Personen, auf die sich dieses Abkommen bezieht, die jedoch weder österreichische Staatsbürger noch Staatenlose mit Wohnsitz in Österreich sind, werden keinen Vorteil aus den österreichischen Bestimmungen über Familienbeihilfe und Geburtenbeihilfe ziehen.“

Der dritte Absatz dieser Bestimmung wurde durch Art III des am 4. 6. 1970 geschlossenen Abkommens zwischen der Republik Österreich und der IAEO zur Abänderung des Amtssitzabkommens vom 11. 12. 1957 (BGBl 1971/413) eingefügt. Demnach sind Angestellte der IAEO von Leistungen aus dem Familienlastenausgleichsfonds ausgeschlossen, soferne diese Personen weder österreichische Staatsbürger noch Staatenlose mit Wohnsitz in Österreich sind. Dieser Ausschluss betrifft auch die Anspruchsberechtigung von im gemeinsamen Haushalt lebenden Familienmitglieder von IAEO-Angestellten, weil auch sie Personen sind, auf die sich das Ankommen bezieht (10 ObS 35/09h; VwGH 28. 9. 1994, 91/13/0086); eine andere Auslegung würde im Übrigen den Zweck des Ausschlusses konterkarieren (10 ObS 35/09h).

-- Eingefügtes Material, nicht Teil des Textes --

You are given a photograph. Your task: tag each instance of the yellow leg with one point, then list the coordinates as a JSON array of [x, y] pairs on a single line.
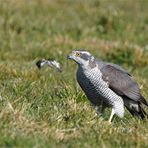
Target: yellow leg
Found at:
[[111, 116]]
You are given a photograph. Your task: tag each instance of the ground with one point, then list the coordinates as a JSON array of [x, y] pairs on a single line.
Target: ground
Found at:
[[43, 108]]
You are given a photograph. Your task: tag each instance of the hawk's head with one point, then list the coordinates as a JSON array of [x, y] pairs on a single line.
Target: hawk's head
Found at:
[[82, 57]]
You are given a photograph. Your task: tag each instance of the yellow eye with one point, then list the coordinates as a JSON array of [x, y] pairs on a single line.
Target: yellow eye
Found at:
[[78, 54]]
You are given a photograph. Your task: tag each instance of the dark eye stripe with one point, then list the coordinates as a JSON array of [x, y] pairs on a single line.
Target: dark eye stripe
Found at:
[[85, 56]]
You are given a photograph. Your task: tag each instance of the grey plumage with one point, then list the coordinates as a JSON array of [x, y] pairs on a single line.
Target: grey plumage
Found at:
[[108, 85]]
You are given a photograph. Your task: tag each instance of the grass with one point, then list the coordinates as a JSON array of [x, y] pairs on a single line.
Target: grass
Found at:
[[48, 109]]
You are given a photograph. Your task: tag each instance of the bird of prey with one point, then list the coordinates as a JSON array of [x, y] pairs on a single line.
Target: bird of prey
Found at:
[[50, 63], [108, 85]]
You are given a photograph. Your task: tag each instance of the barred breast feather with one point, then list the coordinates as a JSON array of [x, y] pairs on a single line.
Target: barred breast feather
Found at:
[[97, 90]]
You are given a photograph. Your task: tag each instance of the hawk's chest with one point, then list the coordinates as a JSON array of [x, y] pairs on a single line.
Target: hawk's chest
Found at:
[[91, 80]]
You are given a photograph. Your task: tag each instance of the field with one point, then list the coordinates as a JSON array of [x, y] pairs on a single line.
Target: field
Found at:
[[43, 108]]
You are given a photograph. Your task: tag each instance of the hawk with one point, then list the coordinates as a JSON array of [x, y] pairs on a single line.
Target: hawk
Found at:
[[108, 85]]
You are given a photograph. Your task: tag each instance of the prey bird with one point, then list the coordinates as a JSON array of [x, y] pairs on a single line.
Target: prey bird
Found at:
[[50, 63], [108, 85]]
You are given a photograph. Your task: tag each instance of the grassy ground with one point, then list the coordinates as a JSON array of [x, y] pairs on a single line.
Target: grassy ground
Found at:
[[48, 109]]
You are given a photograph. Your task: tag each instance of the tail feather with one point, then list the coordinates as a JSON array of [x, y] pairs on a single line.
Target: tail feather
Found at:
[[136, 110]]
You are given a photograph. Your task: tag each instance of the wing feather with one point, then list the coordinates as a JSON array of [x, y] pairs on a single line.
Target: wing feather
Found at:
[[121, 82]]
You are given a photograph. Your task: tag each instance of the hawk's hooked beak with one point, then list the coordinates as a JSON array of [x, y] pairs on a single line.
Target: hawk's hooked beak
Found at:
[[69, 56]]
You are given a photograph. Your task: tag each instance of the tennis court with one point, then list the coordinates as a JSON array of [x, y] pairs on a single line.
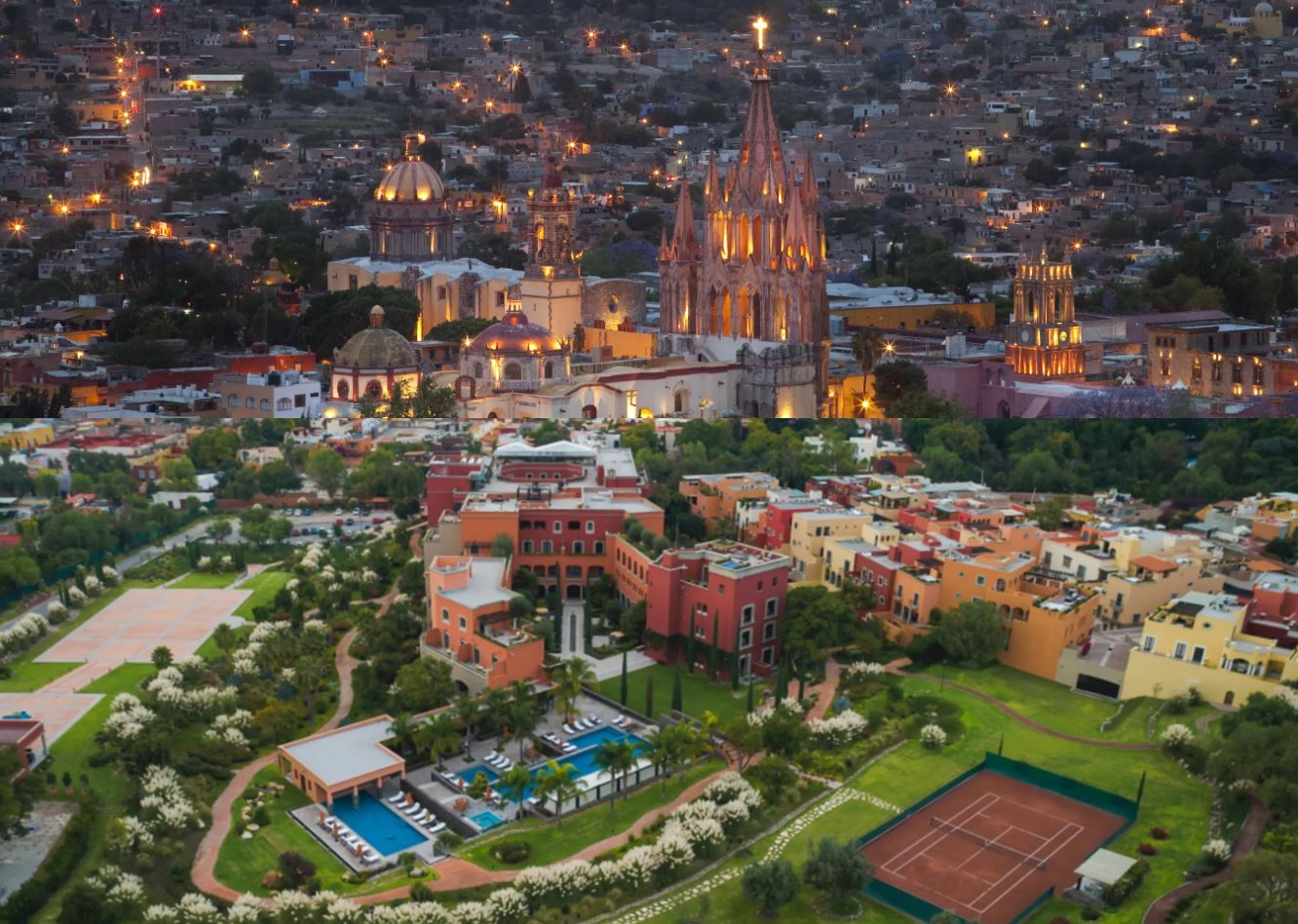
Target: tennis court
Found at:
[[988, 848]]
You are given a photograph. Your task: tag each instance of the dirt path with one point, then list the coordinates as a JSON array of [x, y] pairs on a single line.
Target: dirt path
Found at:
[[1247, 840], [896, 668], [206, 860]]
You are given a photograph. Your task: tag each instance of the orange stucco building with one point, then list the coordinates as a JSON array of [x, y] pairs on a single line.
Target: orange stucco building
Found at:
[[1043, 613], [470, 625]]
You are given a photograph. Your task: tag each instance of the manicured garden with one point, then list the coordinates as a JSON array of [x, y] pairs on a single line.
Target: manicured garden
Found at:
[[699, 693], [1060, 709], [551, 842]]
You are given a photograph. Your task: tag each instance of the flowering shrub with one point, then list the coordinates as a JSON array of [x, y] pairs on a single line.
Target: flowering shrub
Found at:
[[23, 634], [1176, 736], [933, 736], [860, 670], [843, 728]]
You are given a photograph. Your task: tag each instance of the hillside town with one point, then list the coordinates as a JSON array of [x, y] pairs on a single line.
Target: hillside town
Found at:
[[862, 211], [429, 670]]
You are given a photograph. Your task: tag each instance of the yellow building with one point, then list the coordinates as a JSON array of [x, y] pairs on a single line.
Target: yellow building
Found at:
[[809, 532], [1199, 641], [27, 437]]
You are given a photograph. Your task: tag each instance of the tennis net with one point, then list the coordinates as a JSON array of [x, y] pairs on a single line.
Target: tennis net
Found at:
[[942, 825]]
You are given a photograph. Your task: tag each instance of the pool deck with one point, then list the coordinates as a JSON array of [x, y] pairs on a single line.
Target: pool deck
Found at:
[[438, 789], [308, 817]]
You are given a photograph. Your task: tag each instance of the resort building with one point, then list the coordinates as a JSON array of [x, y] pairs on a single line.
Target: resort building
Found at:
[[1211, 642], [718, 594], [470, 625], [340, 763]]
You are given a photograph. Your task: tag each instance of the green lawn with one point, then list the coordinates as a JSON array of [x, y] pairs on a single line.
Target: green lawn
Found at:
[[697, 692], [1060, 709], [210, 580], [242, 864], [31, 675], [264, 587], [1172, 801], [552, 842], [74, 747]]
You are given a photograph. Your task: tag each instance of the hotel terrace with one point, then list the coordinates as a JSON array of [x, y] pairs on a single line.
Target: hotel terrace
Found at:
[[470, 625]]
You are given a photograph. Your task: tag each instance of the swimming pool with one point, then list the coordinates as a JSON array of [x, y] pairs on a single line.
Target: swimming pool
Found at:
[[379, 827], [485, 819], [582, 760]]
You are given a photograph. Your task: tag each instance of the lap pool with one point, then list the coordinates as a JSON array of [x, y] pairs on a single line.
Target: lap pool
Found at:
[[379, 827]]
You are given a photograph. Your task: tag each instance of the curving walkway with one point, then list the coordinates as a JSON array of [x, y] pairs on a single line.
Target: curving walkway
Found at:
[[1245, 842], [204, 871], [896, 668]]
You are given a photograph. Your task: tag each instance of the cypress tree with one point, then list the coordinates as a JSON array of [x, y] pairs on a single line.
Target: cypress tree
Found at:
[[624, 698], [714, 654]]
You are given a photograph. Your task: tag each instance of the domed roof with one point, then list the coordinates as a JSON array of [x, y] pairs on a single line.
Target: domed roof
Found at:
[[515, 333], [410, 179], [376, 347]]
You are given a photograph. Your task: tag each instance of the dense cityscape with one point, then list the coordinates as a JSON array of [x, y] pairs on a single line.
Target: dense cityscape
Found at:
[[548, 463]]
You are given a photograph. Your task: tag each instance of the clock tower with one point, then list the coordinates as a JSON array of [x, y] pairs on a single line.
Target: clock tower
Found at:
[[1044, 339]]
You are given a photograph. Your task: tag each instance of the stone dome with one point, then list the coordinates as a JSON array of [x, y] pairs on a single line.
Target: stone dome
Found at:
[[515, 333], [410, 180], [376, 347]]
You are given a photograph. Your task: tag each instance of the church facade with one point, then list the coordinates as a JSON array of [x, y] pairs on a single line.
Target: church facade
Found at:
[[750, 287]]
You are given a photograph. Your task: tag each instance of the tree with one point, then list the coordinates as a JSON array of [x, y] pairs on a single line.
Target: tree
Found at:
[[1049, 513], [1262, 889], [325, 470], [770, 885], [895, 380], [839, 871], [515, 783], [559, 783], [503, 547], [617, 758], [972, 633]]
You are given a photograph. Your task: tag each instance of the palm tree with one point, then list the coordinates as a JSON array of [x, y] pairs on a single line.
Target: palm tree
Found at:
[[402, 729], [616, 758], [466, 712], [569, 677], [522, 719], [867, 345], [513, 784], [440, 735], [558, 782]]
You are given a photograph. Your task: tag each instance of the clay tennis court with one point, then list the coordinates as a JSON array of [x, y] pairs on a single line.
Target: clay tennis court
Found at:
[[990, 846], [130, 627]]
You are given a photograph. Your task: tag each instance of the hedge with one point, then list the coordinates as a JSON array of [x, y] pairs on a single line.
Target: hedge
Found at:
[[58, 866]]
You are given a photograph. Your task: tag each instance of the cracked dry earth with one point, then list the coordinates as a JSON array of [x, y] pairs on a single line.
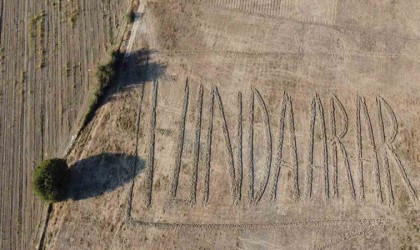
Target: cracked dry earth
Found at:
[[256, 125]]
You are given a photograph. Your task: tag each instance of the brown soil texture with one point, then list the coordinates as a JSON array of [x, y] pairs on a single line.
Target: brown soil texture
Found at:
[[48, 53], [254, 125]]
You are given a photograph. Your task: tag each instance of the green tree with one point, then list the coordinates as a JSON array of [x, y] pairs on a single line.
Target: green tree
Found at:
[[50, 180]]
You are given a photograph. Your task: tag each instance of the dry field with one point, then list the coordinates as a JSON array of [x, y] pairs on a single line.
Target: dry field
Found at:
[[48, 52], [254, 125]]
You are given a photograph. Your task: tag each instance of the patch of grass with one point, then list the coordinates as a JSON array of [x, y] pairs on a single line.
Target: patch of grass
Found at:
[[130, 16], [50, 180], [74, 14], [106, 74], [36, 37]]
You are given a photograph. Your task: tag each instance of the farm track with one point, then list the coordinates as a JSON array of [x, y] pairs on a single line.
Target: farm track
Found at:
[[40, 104]]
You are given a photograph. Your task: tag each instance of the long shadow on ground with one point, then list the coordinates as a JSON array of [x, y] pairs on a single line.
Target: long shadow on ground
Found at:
[[139, 67], [102, 173]]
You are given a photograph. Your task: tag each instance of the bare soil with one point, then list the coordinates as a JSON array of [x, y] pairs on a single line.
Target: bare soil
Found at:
[[256, 125], [48, 53]]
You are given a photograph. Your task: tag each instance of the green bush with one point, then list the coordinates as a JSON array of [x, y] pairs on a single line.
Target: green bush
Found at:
[[106, 74], [50, 180]]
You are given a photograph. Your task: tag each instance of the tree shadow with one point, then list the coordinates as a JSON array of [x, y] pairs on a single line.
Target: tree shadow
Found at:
[[96, 175]]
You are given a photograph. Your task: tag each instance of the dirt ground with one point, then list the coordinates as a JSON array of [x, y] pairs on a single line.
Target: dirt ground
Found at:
[[48, 52], [254, 125]]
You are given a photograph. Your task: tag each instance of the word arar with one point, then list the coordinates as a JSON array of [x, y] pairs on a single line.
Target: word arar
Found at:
[[333, 150]]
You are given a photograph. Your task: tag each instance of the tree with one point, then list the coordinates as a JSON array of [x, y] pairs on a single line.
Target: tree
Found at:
[[50, 180]]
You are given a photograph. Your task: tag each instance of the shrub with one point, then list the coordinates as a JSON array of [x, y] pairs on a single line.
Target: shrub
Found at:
[[50, 180], [130, 16]]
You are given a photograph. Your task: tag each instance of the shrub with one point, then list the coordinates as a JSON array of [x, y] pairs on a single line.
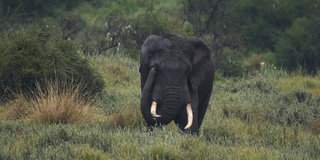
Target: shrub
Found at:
[[36, 53]]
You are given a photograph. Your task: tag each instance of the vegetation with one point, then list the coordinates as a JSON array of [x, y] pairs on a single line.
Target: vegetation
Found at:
[[70, 85], [258, 117]]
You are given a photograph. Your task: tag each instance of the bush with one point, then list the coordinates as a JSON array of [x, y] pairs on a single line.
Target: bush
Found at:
[[34, 54]]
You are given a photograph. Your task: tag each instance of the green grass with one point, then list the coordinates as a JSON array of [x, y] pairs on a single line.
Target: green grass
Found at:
[[256, 117]]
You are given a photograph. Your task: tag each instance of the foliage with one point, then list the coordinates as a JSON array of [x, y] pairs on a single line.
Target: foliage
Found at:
[[296, 48], [53, 103], [267, 116], [36, 53], [37, 7]]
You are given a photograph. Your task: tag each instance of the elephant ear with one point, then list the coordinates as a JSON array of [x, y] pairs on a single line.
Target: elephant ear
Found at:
[[202, 63]]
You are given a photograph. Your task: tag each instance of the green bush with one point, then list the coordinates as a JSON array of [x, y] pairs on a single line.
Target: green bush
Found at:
[[35, 54]]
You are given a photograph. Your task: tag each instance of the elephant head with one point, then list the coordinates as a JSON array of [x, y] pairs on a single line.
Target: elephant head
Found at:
[[176, 81]]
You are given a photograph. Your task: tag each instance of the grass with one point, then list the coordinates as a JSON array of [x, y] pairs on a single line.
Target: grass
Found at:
[[255, 117], [52, 104]]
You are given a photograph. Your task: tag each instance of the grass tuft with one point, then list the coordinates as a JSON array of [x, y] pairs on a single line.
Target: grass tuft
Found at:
[[53, 104], [315, 126]]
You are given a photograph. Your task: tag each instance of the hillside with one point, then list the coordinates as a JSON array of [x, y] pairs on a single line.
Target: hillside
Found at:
[[268, 116]]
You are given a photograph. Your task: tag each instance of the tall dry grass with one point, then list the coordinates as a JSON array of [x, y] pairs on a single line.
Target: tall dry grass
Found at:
[[52, 104]]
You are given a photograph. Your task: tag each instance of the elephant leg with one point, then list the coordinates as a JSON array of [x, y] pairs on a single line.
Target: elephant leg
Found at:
[[203, 106], [204, 98], [182, 118]]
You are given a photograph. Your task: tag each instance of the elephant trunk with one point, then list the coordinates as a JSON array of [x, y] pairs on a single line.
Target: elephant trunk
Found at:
[[145, 101], [173, 100]]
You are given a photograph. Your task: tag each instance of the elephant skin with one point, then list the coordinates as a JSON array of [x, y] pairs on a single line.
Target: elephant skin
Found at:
[[176, 72]]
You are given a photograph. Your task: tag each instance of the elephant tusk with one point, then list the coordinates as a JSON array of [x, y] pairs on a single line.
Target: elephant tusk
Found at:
[[154, 110], [190, 116]]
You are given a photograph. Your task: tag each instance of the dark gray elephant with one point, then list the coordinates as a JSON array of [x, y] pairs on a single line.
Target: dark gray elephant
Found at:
[[176, 81]]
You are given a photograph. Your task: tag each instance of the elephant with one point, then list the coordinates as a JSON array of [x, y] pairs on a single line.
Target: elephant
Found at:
[[176, 81]]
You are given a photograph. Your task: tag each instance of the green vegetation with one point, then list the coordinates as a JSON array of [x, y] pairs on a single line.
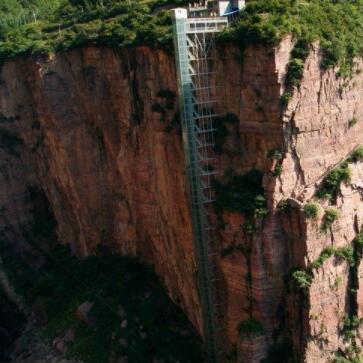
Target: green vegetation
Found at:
[[357, 155], [352, 122], [330, 186], [325, 254], [330, 216], [311, 210], [337, 25], [242, 193], [285, 99], [275, 154], [250, 327], [40, 26], [283, 206], [302, 278], [121, 289], [346, 253], [11, 323]]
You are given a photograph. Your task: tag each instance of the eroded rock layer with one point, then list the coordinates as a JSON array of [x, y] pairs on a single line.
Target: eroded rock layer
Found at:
[[91, 141]]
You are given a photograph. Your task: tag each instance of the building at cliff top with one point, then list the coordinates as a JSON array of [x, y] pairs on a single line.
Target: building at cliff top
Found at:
[[208, 8]]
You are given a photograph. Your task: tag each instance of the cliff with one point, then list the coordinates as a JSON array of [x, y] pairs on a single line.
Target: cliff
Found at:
[[91, 142]]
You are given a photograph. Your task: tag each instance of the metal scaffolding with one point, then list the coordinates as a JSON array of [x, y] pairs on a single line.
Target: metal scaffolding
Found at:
[[195, 49]]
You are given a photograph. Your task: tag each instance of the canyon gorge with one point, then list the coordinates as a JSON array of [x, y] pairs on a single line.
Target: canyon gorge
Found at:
[[91, 155]]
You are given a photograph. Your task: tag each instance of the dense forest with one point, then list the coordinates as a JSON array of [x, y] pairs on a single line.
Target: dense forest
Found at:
[[45, 26]]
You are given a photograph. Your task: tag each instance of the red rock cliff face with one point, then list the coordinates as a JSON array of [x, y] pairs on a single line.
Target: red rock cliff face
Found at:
[[113, 173]]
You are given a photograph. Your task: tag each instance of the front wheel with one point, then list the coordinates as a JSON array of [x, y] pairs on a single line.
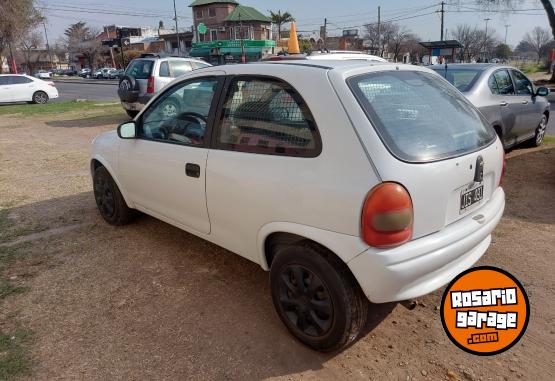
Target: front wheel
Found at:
[[40, 97], [540, 132], [317, 298], [110, 202]]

Demnach hat die Klägerin keinen Anspruch auf (österreichische) Familienbeihilfe nach den Bestimmungen des FamLAG. Da der Kinderbetreuungsgeldanspruch nach § 2 Abs 1 Z 1 erste Alternative KBGG eindeutig an den Familienbeihilfenanspruch nach dem FamLAG anknüpft, bedarf es keiner näheren Ausführungen zu den Zwecken des Amtssitzabkommens und des - im Verhältnis dazu späteren und spezielleren - KBGG (10 ObS 35/09h).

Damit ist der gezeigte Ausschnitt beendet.